The Blocklisted User Agent (UA) feed provides an additional method of preventing non-human traffic since bots usually use specific UA strings that reveal their identity.
The thread is created based on the list of valid UA strings and the list of known crawler and spiders provided by the Interactive Advertising Bureau (IAB). In addition, those deterministically bad UA strings are enhanced with data created by Pixalate regarding the behavior of a specific UA string in performing fraud, thus enabling a super fast detection of new bot UA strings that do not belong to the IAB list yet.
There is a list generated weekly and daily.
Naming convention: UAblacklistingWeekXX or UAblacklisting_YYYYMMDD
In general, UAs may surface on this list for a variety of IVT types;
- Deterministic UAs of high risk (1.0 probability) generally consist of known bots/spiders/crawlers, including those outlined by the Interactive Advertising Bureau (IAB) / IAB Tech Lab through their IAB/ABC Spiders & Bots List;
- Deterministic UAs of high risk (1.0 probability) associated with pervasive sophisticated invalid traffic (SIVT) oftentimes ascribed to complex bot networks/botnets;
- Deterministic UAs of high risk (1.0 probability) associated with observed hyperactive users with prolonged periods of activity and outlier traffic trends, in excess of ascribed thresholds across such instances
Given the nature of UAs and the rapid ability of such information to be spoofed/self-declared for purposes of perpetuating invalid traffic and ad fraud, Pixalate strongly encourages clients to utilize the most current datafeeds available; coupled with post-bid assessment to tailor such lists across monetized traffic.
Best Practices: User Agent & IP blocklists
The User Agent (UA) and IP blocklists are two separate blocklists that should be used together as a 2-step filter in order to remove any illegitimate traffic. Using both lists at the same time improves the effectiveness of each list when used by itself.
The UA blocklist contains UA strings that are used by non-human users such as:
Search engine crawlers which index web pages but they reveal their true identity (e.g. GoogleBot)
UA strings that are used by customized crawlers (e.g. a UA string that contains the keyword “grabber”, or “python”, etc)
UA strings that do not contain at least one of the “must-have” keywords that characterize a valid UA string, per the guidelines of the Interactive Advertising Bureau (IAB).
The IP blocklist contains IPs that have been recently used to generate invalid impressions or clicks. Each IP is associated with a probability score and a corresponding fraud type, which represent how likely a given IP is to be performing this specific fraud type. The IPs contained in the blocklists have been used by:
Search engine crawlers (e.g. the IPs that the GoogleBot uses)
Customized bots (e.g. the IPs that are used to crawl the web by a University research lab)
Machines infected with malware that create invalid impressions or clicks
Machines that are hosted in datacenters and would not be used by a real human to browse the web
Machines that are used to perform some kind of fraud (e.g. a click farm)

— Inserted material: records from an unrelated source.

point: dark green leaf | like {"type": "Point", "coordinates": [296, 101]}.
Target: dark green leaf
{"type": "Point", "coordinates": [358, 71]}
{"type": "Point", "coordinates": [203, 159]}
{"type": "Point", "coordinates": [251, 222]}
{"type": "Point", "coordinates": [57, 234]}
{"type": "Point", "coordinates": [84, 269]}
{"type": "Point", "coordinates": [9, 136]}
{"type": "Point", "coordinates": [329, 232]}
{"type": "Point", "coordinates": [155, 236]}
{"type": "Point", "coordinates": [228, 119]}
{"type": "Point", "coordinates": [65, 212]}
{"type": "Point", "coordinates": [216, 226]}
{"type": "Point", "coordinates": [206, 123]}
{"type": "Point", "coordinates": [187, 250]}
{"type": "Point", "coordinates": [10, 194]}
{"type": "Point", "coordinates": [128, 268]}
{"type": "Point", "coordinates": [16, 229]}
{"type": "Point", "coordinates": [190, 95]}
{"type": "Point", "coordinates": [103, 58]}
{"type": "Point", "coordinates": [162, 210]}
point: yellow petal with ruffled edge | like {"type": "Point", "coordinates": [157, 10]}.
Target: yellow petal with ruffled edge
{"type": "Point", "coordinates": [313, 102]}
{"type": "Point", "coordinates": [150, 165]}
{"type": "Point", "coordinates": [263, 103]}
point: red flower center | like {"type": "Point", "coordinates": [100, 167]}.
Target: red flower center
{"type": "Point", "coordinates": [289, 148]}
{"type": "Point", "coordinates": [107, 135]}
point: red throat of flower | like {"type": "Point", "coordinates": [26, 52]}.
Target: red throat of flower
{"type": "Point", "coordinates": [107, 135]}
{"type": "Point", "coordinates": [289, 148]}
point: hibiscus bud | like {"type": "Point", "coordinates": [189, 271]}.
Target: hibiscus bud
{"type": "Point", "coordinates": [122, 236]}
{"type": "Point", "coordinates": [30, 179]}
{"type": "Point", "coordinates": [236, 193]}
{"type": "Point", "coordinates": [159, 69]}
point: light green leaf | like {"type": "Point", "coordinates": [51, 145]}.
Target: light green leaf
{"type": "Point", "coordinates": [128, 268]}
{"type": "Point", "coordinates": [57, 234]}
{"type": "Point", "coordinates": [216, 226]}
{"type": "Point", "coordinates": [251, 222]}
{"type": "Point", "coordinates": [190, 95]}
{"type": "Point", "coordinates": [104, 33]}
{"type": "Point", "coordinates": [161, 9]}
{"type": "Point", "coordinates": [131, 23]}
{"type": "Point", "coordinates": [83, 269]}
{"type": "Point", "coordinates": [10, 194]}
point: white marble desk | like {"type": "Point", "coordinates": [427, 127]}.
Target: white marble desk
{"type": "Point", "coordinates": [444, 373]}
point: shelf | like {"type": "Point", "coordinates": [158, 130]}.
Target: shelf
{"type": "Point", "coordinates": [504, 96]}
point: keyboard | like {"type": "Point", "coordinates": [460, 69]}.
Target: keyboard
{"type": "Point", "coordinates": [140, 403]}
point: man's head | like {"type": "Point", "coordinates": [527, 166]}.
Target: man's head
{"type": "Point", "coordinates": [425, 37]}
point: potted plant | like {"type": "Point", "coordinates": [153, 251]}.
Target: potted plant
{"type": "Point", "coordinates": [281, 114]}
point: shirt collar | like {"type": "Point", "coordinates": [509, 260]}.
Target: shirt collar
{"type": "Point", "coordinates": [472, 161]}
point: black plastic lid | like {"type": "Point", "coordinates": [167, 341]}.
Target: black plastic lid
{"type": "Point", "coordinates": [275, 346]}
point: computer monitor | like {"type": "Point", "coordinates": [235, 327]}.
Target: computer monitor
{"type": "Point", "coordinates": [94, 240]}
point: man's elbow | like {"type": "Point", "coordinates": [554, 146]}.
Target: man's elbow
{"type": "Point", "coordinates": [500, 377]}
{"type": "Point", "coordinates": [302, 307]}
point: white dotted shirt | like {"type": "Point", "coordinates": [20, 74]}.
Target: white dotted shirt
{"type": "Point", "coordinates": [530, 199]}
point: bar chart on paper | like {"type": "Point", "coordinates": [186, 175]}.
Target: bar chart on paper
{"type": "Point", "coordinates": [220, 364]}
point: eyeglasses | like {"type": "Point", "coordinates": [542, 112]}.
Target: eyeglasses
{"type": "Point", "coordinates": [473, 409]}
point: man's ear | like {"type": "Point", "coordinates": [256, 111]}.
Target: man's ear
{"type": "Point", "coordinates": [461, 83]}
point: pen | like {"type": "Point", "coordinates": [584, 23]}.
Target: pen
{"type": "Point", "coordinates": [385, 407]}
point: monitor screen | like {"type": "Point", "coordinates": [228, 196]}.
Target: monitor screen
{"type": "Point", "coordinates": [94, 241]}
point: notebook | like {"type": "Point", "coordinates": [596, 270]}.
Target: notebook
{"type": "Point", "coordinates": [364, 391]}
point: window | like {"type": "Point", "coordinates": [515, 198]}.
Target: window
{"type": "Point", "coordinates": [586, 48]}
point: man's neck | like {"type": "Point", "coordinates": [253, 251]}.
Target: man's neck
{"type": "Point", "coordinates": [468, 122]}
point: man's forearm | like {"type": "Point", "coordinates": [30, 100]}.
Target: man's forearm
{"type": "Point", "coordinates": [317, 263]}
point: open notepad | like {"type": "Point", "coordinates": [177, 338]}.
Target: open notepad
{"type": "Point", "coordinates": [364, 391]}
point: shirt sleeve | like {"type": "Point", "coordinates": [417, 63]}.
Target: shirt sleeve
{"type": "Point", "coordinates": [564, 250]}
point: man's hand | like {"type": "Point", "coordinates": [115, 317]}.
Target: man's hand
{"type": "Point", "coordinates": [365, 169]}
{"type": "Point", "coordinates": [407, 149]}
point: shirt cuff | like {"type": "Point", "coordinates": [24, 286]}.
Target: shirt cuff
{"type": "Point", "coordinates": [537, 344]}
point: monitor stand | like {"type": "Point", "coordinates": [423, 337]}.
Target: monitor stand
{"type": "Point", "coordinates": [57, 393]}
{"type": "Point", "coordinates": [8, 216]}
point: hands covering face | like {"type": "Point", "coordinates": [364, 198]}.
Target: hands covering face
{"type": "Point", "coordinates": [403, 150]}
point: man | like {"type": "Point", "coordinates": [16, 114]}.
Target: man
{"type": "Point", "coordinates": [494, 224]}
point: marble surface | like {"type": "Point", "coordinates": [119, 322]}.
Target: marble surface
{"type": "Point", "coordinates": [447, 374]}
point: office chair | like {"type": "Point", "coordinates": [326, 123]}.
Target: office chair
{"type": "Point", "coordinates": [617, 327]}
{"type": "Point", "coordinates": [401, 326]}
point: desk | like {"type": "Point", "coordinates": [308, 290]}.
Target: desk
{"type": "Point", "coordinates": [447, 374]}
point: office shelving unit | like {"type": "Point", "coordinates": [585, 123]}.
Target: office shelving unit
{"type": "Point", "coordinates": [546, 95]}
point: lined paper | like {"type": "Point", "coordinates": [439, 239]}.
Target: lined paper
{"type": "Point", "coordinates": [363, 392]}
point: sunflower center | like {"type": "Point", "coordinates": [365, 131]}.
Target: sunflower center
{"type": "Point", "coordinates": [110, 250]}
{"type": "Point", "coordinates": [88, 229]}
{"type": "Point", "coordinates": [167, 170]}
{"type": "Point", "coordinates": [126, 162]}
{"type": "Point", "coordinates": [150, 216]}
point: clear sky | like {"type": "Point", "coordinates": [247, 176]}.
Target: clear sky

A list that contains both UA strings and IP lists will restrict the effectiveness of fraud prevention, since if any of the two elements in a UA/IP pair changes, then the new resulting pair will not match any entry in the blocklist. In other words, in the example of the GoogleBot shown below, if you are matching against both UA and IP, then if the GoogleBot changes its' UA and/or IP address, it will not be detected. However, if you use two separate lists, the first list will catch any GoogleBot that comes from any IP in the world, and the second list will catch any crawler that comes from this specific Google IP, even if it uses a previously unseen UA string.
All incoming requests matching any UA string OR IP in the blocklist above the chosen threshold SHOULD be blocked. It is not recommended to use an intersection of the two lists (see following graph for reference).
Example: impression will be blocked if the IP is in the IP blocklist OR the UA is in the UA blocklist.
Best Practices: User Agent & IP blocklists (Example)
Mozilla/5.0 (compatible; Googlebot/2.1; +http://www.google.com/bot.html)
The two blocklists should be used sequentially for maximum efficiency. The order does not matter, as long as the two lists are used with an “OR” statement (i.e. the impression should match either the UA blocklist OR the IP blocklist in order to be blocked).